Why do you say "lost"... Technology brought us an orthogonal solution to the problem, but yet, it is a solution :-)

Maybe one day, when we'll run out of whatever-it-takes to build computers, we'll have to optimize for size, but that's another story.


I still remember the days of C64 and the 640kb limitation in DOS. What we got was first optimization then full on hacks and mostly assembly language.

To use a tool and give up on size really doesn't bother me. I rather have elegant solutions then full on hackery or difficult memory management type solutions.


And we've lost the dynamic library battle. I understand why but can't help being saddened by it, it was such an elegant solutions.


I'm really glad we're finally starting to win the dynamic library battle; it was a kludgey fix for a transient storage bottleneck that has been plaguing us with unnecessary complication for at least a decade now. Predictability is a good thing.

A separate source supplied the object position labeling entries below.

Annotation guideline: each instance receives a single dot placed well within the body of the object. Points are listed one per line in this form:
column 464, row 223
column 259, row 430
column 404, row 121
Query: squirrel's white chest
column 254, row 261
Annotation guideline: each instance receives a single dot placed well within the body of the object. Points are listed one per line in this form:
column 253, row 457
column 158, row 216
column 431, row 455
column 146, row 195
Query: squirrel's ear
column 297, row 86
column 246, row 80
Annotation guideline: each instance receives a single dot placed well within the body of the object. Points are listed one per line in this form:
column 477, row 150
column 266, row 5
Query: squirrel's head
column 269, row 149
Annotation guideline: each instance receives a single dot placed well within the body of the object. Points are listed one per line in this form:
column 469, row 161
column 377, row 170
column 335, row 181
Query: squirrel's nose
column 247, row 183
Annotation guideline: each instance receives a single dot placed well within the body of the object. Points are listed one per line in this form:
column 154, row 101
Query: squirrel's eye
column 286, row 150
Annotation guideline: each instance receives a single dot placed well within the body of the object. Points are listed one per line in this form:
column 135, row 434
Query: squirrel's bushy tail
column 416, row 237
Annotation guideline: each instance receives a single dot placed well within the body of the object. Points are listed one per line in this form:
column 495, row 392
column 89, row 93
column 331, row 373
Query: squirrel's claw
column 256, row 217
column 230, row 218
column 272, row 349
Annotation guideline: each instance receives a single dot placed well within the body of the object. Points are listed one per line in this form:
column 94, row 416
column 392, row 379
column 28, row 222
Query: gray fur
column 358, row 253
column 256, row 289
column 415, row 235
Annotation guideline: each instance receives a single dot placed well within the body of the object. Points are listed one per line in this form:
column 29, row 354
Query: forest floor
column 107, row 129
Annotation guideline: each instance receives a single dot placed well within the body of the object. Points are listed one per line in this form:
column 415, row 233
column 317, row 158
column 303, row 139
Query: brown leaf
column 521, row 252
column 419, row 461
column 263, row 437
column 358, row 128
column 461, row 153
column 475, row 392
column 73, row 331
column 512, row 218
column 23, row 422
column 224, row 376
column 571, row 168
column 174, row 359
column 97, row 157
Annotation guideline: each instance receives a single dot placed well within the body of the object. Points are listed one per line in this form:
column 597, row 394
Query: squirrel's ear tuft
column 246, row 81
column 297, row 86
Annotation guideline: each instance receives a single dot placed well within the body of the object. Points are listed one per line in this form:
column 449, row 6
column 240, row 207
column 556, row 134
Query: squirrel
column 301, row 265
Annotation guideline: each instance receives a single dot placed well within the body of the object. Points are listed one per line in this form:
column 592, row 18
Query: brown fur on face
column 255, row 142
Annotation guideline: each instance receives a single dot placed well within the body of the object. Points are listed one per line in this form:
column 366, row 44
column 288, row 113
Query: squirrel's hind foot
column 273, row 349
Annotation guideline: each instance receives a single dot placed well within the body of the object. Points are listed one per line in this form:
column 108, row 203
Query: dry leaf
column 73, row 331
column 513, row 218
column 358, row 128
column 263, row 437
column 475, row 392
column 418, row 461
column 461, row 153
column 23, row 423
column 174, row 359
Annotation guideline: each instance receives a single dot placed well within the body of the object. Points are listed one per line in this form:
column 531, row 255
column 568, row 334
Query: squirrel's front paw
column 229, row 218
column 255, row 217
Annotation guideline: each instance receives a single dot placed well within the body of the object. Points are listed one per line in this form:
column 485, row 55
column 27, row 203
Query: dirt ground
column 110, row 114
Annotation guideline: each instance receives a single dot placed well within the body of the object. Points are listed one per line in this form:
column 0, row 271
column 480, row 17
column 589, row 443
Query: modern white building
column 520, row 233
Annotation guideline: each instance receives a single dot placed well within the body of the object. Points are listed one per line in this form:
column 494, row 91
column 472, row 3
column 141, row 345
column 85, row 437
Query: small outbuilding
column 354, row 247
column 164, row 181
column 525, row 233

It's not such a good thing to have to update each and every application whenever there is a vulnerability in a library.


Meh, I feel like it is even better because even if you could update the library indvidually you have no idea about the ramifications of such an update and what potential other vulnerabilties/bugs doing so will uncover.


You could install the electron or nw.js runtime separately and then just download/distribute a compressed file with the JavaScript source code. Witch would be smaller then most programs.


Elegant in theory maybe, rough in practice.


I don't think so, have we? Windows applications are very small because all the UI libraries are in the OS itself, where they should be.